Era oggi un anno fa: una data che inconsciamente vorrei dimenticare, così come tendo a voler nascondere gli eventi osceni, dolorosi ed esecrabili ammantandoli di un alone romanzesco: strofinare forsennatamente l’argenteria, affinché non si veda proprio quell’ammaccatura, quel graffio che tanto stona nello sbrilluccichio.

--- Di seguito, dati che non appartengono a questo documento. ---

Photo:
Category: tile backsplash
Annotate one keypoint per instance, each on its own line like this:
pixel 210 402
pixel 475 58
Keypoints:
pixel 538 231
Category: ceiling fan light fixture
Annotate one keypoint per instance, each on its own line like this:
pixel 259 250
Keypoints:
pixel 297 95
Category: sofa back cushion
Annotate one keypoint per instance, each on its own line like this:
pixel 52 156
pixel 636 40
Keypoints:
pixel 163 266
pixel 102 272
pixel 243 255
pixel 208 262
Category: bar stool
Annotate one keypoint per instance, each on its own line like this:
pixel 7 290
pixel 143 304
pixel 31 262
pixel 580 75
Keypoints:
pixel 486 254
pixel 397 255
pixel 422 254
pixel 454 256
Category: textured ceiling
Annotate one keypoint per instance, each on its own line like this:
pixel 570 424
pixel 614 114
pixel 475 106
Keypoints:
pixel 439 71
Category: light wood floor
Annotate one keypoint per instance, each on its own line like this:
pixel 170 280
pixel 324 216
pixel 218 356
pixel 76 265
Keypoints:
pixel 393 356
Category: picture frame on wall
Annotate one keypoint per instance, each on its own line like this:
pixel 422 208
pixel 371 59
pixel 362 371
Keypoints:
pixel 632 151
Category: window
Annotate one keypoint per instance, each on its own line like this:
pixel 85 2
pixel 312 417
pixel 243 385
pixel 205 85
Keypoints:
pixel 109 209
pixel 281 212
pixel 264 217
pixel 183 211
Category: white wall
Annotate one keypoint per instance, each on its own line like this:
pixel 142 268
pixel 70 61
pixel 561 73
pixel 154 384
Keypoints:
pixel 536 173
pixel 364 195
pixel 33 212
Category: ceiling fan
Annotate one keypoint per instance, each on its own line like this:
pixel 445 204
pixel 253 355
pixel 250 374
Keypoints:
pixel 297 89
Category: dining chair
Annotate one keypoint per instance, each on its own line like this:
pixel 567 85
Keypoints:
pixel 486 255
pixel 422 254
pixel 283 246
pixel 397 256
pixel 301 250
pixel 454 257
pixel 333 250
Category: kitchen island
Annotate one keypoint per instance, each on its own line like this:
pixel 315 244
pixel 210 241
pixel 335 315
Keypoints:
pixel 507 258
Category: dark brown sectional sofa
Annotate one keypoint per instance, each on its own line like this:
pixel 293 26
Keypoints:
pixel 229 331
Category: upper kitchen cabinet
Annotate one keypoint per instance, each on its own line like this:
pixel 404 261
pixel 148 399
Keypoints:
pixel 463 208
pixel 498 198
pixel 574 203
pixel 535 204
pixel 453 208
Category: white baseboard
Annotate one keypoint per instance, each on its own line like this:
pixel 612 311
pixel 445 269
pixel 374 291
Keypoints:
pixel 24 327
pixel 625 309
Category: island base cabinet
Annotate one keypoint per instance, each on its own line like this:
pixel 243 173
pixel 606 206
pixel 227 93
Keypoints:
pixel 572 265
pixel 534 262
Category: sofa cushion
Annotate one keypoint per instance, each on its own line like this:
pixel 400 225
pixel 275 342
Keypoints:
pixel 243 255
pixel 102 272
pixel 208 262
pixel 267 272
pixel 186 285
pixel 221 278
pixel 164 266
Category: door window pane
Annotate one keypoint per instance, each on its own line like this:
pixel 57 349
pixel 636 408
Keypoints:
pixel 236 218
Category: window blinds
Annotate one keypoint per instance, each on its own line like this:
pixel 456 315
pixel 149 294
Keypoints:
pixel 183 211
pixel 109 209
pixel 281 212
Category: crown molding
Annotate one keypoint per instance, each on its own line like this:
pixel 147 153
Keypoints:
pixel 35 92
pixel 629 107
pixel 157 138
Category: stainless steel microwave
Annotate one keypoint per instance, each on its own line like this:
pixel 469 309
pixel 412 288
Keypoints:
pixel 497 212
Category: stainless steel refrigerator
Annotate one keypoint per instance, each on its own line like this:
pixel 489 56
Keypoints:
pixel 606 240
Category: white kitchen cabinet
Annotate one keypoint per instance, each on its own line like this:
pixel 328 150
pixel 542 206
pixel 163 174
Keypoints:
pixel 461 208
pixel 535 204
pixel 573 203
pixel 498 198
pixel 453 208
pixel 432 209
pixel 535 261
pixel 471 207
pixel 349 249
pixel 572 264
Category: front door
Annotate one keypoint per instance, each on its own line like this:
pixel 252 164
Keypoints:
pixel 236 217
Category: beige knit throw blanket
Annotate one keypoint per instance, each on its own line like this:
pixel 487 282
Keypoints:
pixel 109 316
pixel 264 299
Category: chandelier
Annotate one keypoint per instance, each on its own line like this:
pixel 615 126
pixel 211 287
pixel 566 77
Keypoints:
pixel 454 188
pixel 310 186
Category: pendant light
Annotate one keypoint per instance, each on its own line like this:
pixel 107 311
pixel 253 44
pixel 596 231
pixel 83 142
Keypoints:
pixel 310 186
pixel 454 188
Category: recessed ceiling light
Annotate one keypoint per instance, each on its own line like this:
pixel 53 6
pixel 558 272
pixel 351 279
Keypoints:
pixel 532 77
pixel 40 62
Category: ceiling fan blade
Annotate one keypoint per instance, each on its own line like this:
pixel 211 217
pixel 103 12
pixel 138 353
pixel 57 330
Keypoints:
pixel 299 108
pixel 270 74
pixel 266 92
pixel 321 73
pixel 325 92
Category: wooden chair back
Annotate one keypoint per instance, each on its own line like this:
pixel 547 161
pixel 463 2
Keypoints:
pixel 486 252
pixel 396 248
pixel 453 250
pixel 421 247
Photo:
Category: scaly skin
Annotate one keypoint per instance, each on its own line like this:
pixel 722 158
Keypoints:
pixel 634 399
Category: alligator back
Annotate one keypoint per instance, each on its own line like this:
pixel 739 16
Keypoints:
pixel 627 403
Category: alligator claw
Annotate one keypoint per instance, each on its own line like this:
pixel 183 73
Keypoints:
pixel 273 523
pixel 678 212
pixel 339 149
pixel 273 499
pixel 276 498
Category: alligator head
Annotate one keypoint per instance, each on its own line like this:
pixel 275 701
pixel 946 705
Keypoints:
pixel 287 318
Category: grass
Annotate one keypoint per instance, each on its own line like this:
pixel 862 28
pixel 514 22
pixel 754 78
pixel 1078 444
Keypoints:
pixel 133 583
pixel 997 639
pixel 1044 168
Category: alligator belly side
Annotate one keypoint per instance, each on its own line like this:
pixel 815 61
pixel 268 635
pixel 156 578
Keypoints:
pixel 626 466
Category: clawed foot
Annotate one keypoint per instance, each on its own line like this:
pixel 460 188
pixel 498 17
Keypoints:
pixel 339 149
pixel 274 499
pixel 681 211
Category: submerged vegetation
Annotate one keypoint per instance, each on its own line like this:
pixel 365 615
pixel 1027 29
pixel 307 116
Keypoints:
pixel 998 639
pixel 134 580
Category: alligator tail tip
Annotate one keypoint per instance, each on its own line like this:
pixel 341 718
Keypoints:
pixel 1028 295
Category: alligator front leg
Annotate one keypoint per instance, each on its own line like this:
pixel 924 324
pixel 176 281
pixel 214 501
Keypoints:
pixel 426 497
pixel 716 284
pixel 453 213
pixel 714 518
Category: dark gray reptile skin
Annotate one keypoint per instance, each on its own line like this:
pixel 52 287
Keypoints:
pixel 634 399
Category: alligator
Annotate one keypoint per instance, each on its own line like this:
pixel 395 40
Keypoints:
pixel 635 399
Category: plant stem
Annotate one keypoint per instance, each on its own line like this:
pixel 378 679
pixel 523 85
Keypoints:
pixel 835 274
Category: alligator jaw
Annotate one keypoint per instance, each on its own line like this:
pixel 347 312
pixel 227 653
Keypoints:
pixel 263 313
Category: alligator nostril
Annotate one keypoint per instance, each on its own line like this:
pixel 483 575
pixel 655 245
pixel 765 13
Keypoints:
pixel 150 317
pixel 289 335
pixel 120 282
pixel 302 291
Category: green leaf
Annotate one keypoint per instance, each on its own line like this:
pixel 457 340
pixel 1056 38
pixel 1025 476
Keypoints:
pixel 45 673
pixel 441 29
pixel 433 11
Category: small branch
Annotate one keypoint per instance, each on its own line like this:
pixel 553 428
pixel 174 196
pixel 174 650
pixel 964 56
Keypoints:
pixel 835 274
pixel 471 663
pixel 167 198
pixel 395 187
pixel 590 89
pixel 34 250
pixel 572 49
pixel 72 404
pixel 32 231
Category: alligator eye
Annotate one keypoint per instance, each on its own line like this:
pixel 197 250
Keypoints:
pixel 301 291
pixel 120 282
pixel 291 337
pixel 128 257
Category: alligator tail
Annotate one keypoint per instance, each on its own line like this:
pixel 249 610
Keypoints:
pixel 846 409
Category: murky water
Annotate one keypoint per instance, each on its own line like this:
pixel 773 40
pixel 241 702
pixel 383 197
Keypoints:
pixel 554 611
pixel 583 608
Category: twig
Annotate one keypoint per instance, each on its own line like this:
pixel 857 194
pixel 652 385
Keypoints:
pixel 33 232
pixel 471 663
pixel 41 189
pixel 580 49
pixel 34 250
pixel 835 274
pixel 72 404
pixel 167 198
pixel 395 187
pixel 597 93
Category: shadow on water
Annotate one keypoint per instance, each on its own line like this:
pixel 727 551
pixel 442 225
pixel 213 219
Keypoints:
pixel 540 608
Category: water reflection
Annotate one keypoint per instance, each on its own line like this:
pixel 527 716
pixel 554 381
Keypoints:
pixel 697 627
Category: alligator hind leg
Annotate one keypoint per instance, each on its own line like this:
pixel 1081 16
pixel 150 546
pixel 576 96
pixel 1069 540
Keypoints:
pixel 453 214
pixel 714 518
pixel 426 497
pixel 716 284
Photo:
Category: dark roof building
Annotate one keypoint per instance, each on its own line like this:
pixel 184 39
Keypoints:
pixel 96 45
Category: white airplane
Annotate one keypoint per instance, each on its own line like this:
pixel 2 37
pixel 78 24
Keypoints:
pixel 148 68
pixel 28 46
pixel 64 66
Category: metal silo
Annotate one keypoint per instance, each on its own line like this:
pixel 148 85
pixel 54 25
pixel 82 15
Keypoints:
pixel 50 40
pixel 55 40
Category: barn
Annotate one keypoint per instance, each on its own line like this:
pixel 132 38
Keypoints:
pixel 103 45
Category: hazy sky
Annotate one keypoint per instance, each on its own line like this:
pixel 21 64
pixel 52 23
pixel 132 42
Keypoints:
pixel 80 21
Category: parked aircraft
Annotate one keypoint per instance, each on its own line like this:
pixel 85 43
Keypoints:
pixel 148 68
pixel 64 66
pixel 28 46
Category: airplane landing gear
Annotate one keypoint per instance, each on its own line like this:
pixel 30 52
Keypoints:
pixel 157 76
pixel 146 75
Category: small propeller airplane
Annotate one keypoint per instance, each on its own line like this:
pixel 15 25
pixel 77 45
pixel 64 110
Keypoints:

Eppure, in quel solco c’è scritta una storia e in questo giorno c’è il senso recondito, profondo e autentico di ciò che sono e di quello che non sarò mai più; c’è la sensazione che, nonostante tutto, ho la fortuna di baciarti ogni sera e sentirmi benedetta; c’è la lezione più grande e, al contempo, il lusso che è riservato a pochi: mi stavi scivolando tra le dita, senza che potessi dirti quello che sento, invece oggi posso scrutare la luce buona dei tuoi occhi e sussurrartelo con parole semplici.
C’è la consapevolezza che mai persona è stata tanto amata nella mia costellazione di supernove schiantate e perse, che, sebbene la mia scarsa autoindulgenza non mi conceda sconti -ma una lista infinita di rimproveri per i fallimenti e le procrastinabilità- guardando indietro con terrore a quel giorno, mi chiedo come sia riuscita a sorreggere la nostra familiare “caduta degli dei” proprio con la stessa forza e la stessa altera dignità che mi hai insegnato tu.
Allora mi dico che sì, in fondo questa volta ho fatto la brava.
Sai una cosa? Adesso respiro di nuovo.